Previously, codoff (<v1.2.2) reported an empirical p-value instead of a dicsocrdance percentile - the two metrics are related in that the discordance percentile is largely just the p-value multiplied by 100. This change was to make the value more easy to interpret and also to simplify the investigation of codoff runs for multiple focal regions (e.g. multiple BGCs across multiple genomes), where expectations of independence across tests might not stand. Note, that in v1.2.3, we also changed the way we perform simulations - so results will also further differ from v1.2.2 based on this.

5. Reproducibility

Results can be reproduced exactly using the --seed/-x parameter (default: 42). Using the same seed value will produce identical results across multiple runs.

Usage in Python

Beginning in v1.2.0, codoff can also be used as a function in your Python code. Check out this wiki page for info on how to do this and details on the API.

Commandline usage

usage: codoff [-h] -g FULL_GENOME [-s SCAFFOLD] [-a START_COORD] [-b END_COORD] [-f FOCAL_GENBANKS [FOCAL_GENBANKS ...]] [-o OUTFILE] [-p PLOT_OUTFILE] [-ns NUM_SIMS] [-m MAX_FOCAL_CDS_FRACTION] [-v] [-x SEED]

	Program: codoff
	Author: Rauf Salamzade
	Affiliation: Kalan Lab, UW Madison

	This program compares the codon-usage distribution of a focal-region/BGC
	to the codon usage of the background genome. It will report the cosine
	distance and Spearman correlation between the two profiles. It uses 
	sequential contiguous-window sampling (v1.2.3+) and reports a discordance
	percentile indicating how unusual the focal region's codon usage is
	compared to similarly sized genomic windows. Only CDS features which
	are of length divisible by 3 will be considered. CDS features with 
	fuzzy/partial boundaries (< or >) are skipped.

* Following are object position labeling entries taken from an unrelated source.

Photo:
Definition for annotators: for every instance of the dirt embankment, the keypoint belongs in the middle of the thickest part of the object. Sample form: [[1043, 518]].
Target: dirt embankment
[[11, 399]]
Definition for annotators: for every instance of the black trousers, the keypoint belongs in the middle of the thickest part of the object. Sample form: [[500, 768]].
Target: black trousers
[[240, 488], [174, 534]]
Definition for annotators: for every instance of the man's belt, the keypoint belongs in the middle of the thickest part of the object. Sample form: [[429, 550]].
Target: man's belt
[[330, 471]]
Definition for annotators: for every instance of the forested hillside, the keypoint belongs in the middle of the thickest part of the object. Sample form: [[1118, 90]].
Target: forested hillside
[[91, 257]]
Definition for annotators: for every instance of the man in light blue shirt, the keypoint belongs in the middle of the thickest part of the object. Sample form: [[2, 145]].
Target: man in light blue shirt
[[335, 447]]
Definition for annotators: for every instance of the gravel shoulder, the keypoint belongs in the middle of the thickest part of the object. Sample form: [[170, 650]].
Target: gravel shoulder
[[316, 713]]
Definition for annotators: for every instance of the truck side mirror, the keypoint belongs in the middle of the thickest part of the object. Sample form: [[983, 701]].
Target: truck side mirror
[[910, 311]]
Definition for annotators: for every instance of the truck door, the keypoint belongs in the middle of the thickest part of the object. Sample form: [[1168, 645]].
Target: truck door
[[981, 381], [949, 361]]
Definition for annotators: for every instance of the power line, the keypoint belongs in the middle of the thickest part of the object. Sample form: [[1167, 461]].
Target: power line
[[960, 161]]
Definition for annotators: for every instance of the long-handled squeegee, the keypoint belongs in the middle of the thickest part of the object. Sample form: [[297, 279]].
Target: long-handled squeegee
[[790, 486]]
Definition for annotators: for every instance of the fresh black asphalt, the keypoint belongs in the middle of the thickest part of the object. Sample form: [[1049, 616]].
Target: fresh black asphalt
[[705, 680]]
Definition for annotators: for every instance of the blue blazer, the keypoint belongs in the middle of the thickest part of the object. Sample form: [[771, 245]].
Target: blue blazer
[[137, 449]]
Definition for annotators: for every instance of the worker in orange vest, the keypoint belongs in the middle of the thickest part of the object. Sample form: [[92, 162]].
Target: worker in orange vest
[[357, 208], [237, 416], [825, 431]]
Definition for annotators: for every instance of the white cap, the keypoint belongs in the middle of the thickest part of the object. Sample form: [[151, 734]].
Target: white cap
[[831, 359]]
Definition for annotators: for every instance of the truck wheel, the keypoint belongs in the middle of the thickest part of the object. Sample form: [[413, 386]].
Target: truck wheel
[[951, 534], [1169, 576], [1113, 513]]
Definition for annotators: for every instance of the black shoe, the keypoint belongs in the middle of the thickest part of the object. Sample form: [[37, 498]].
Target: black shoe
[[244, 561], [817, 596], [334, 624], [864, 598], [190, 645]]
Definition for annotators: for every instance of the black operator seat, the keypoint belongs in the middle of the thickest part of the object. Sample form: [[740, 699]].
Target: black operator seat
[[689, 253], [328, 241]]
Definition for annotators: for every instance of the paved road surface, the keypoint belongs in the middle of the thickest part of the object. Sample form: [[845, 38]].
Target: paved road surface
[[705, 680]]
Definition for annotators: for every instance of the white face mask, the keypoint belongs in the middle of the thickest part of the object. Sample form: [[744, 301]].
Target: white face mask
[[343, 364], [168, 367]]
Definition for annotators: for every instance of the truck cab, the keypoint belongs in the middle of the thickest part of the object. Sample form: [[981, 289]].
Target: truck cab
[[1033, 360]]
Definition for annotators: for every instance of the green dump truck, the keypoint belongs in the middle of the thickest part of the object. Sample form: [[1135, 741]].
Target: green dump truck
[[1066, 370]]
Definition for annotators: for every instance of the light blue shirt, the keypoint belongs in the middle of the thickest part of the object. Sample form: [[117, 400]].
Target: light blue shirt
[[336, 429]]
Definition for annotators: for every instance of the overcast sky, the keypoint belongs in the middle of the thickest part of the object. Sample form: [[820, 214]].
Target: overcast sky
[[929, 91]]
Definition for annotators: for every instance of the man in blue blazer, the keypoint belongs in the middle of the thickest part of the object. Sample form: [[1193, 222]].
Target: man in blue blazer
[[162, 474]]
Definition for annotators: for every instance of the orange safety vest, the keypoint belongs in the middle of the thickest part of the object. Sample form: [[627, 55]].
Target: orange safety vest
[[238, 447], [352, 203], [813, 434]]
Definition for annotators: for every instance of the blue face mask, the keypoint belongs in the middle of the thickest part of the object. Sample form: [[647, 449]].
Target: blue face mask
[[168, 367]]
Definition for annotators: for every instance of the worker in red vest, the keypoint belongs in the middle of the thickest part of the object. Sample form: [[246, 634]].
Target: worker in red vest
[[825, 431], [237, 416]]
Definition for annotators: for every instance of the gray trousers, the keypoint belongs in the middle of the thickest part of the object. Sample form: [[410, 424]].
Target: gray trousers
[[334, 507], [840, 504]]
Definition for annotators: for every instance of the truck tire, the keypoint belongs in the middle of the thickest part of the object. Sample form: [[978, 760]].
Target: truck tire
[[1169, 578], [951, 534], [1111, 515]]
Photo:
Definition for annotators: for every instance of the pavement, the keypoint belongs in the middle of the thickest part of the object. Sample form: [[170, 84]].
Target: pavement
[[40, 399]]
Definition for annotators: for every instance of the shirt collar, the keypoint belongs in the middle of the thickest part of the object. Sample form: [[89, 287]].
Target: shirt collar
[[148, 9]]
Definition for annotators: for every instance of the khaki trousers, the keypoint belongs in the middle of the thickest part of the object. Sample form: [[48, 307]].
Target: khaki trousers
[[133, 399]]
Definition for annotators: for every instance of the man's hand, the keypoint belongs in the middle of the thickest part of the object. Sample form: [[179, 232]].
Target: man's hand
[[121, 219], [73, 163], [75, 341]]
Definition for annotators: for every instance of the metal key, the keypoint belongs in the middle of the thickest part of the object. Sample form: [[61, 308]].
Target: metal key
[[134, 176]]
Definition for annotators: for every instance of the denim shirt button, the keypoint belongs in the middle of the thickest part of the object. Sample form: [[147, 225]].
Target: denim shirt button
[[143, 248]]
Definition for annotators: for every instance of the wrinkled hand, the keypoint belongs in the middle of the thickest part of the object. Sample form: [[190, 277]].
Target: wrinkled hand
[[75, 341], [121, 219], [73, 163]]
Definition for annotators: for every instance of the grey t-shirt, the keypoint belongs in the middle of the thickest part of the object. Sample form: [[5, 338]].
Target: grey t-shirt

	Two modes of input are supported:

	1. (WORKS FOR BOTH EUKARYOTES & BACTERIA) Focal region and full-genome
	   provided as GenBank files with CDS features (compatible with
	   antiSMASH outputs). Multiple focal region GenBank files can be provided,
	   e.g. consider a biosynthetic gene cluster split across multiple
	   scaffolds due to assembly fragmentation.

	   Example command:

	   $ codoff -f Sw_LK413/NZ_JALXLO020000001.1.region001.gbk -g Sw_LK413/LK413.gbk
	   $ codoff -f region.gbk -g genome.gbk --num-sims 5000

	2. (WORKS ONLY FOR BACTERIA) Full genome is provided as a FASTA or GenBank
	   file. If CDS features are missing gene calling is performed using
	   pyrodigal. Afterwards, the focal region is determined through user
	   speciefied coordinates.

	   Example command:

	   $ codoff -s NZ_JALXLO020000001.1 -a 341425 -b 388343 -g Sw_LK413/LK413.fna
	   $ codoff -s scaffold -a 1000 -b 5000 -g genome.fna --num-sims 20000



options:
  -h, --help            show this help message and exit
  -g FULL_GENOME, --full-genome FULL_GENOME
                        Path to a full-genome in GenBank or FASTA format. If GenBank file
                        provided, CDS features are required.
  -s SCAFFOLD, --scaffold SCAFFOLD
                        Scaffold identifier for focal region.
  -a START_COORD, --start-coord START_COORD
                        Start coordinate for focal region.
  -b END_COORD, --end-coord END_COORD
                        End coordinate for focal region.
  -f FOCAL_GENBANKS [FOCAL_GENBANKS ...], --focal-genbanks FOCAL_GENBANKS [FOCAL_GENBANKS ...]
                        Path to focal region GenBank(s) for isolate. Locus tags must match
                        with tags in full-genome GenBank.
  -o OUTFILE, --outfile OUTFILE
                        Path to output file [Default is standard output].
  -p PLOT_OUTFILE, --plot-outfile PLOT_OUTFILE
                        Plot output file name (will be in SVG format). If not provided, no
                        plot will be made.
  -ns NUM_SIMS, --num-sims NUM_SIMS
                        Number of simulations to run [Default: 10000].
  -m MAX_FOCAL_CDS_FRACTION, --max-focal-cds-fraction MAX_FOCAL_CDS_FRACTION
                        Maximum allowed fraction of total genome CDS length for focal region
                        [Default: 0.05].
  -v, --version         Print version and exist
  -x SEED, --seed SEED  Random seed for reproducible results [Default: 42].

License

BSD 3-Clause License

Copyright (c) 2024, Kalan-Lab

Redistribution and use in source and binary forms, with or without
modification, are permitted provided that the following conditions are met:

1. Redistributions of source code must retain the above copyright notice, this
   list of conditions and the following disclaimer.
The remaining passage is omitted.